OBJECTIVE: To identify genes associated with aggressive PCa.

DESIGN, SETTING, AND PARTICIPANTS: A 2-stage exome sequencing case-only genetic association study was conducted including men of European ancestry from 18 international studies. Data analysis was performed from January 2021 to March 2023. Participants were 9185 men with aggressive PCa (including 6033 who died of PCa and 2397 with confirmed metastasis) and 8361 men with nonaggressive PCa.

EXPOSURE: Sequencing data were evaluated exome-wide and in a focused investigation of 29 DNA repair pathway and cancer susceptibility genes, many of which are included on gene panels.

MAIN OUTCOMES AND MEASURES: The primary study outcomes were aggressive (category T4 or both T3 and Gleason score ≥8 tumors, metastatic PCa, or PCa death) vs nonaggressive PCa (category T1 or T2 and Gleason score ≤6 tumors without known recurrence), and metastatic vs nonaggressive PCa.

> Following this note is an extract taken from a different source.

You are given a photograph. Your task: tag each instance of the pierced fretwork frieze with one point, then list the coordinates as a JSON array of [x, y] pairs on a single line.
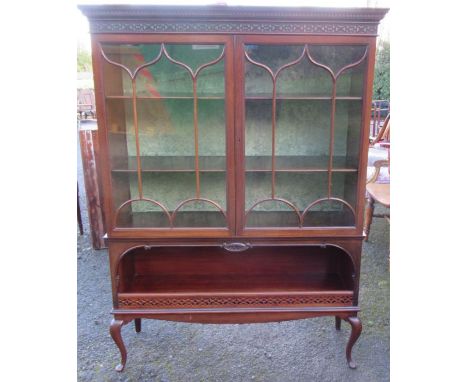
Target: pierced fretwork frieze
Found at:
[[226, 301], [358, 28]]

RESULTS: A total of 17 546 men of European ancestry were included in the analyses; mean (SD) age at diagnosis was 65.1 (9.2) years in patients with aggressive PCa and 63.7 (8.0) years in those with nonaggressive disease. The strongest evidence of association with aggressive or metastatic PCa was noted for rare deleterious variants in known PCa risk genes BRCA2 and ATM (P ≤ 1.9 × 10-6), followed by NBN (P = 1.7 × 10-4). This study found nominal evidence (P < .05) of association with rare deleterious variants in MSH2, XRCC2, and MRE11A. Five other genes had evidence of greater risk (OR≥2) but carrier frequency differences between aggressive and nonaggressive PCa were not statistically significant: TP53, RAD51D, BARD1, GEN1, and SLX4. Deleterious variants in these 11 candidate genes were carried by 2.3% of patients with nonaggressive, 5.6% with aggressive, and 7.0% with metastatic PCa.

CONCLUSIONS AND RELEVANCE: The findings of this study provide further support for DNA repair and cancer susceptibility genes to better inform disease management in men with PCa and for extending testing to men with nonaggressive disease, as men carrying deleterious alleles in these genes are likely to develop more advanced disease.